J1.- Cruz Azul: derrota 0 puntos
J2.- Tigres: derrota 0 puntos
J3.- Tijuana: empate 1 Punto
J4.- América: derrota 1 Punto
J5.- Pachuca: derrota 1 Punto
J6.- Monterrey: derrota 1 Punto
J7.- Chivas: derrota 1 Punto
J8.- León: derrota 1 Punto
J9.- Necaxa: victoria 4 Puntos
J10.- Pumas: derrota 4 Puntos
J11.- Santos: victoria 7 Puntos
J12.- Toluca: derrota 7 Puntos
J13.- Querétaro: victoria 10 Puntos
J14.- Atlante: victoria 13 Puntos
J15.- Atlas: victoria 16 Puntos
J16.- Juárez: victoria 19 Puntos
J17.- Puebla: victoria 22 Puntos
Según el presupuesto, los 22 puntos serán insuficientes para una clasificación a la liguilla, pero aún más preocupante es la baja suma de puntos en las primeras jornadas, llegando a la semana 9 del campeonato con apenas una victoria y solo 4 puntos, esto debido al complicado calendario que tiene el cuadro potosino.
El panorama no es alentador para un equipo que se ha reforzado poco y ha perdido al jugador más valioso de la temporada pasada, un equipo que no se vio bien los campeonatos anteriores y que no promete un futuro distinto. La afición tendrá que ser paciente y entender que la reestructuración parece no ser completa en el plante l, que las cosas pueden mejorar pero no lucen bien y menos con la forma en que el calendario se ha acomodado terriblemente para el equipo.

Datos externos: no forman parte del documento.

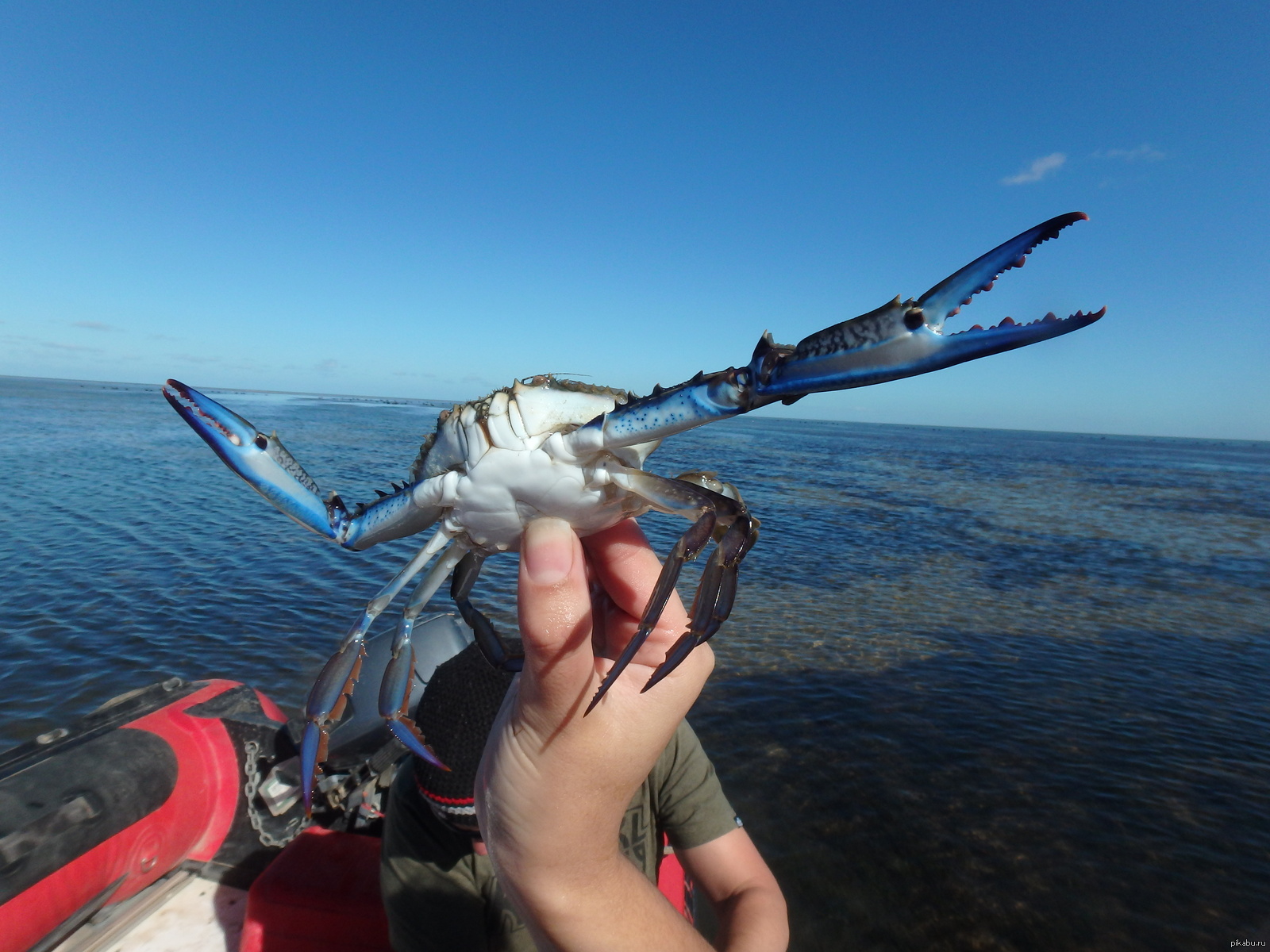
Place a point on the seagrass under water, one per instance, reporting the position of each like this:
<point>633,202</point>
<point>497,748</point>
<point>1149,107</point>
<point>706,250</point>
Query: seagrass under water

Por otro lado, creo que la directiva y cuerpo técnico saben bien a qué se enfrentan, conocen sus debilidades y saben lo complejo que parece el torneo en puerta, seguramente la planeación del campeonato no los tomó por sorpresa y sepan bien cuál es la ruta a seguir bajo esta circunstancia, a su vez, tranquilizar a los jugadores que seguro serán los más golpeados si los resultados no se dan.
Del lado de la afición y jugadores, queda cerrar filas, parece que se avecina un torneo más para el olvido, de esos que se va a sufrir más que gritar el gol a favor, ojalá yo esté equivocado, pero parece que no será así, parece que el destino está marcado y no suena muy alentador.
Toca esperar, apoyar, trabajar y sobre todo aguantar, que este proyecto sume y que encuentre en su humilde plantel, jugadores que demuestren y levanten la mano en un torneo en donde el presupuesto se ve, más que complicado.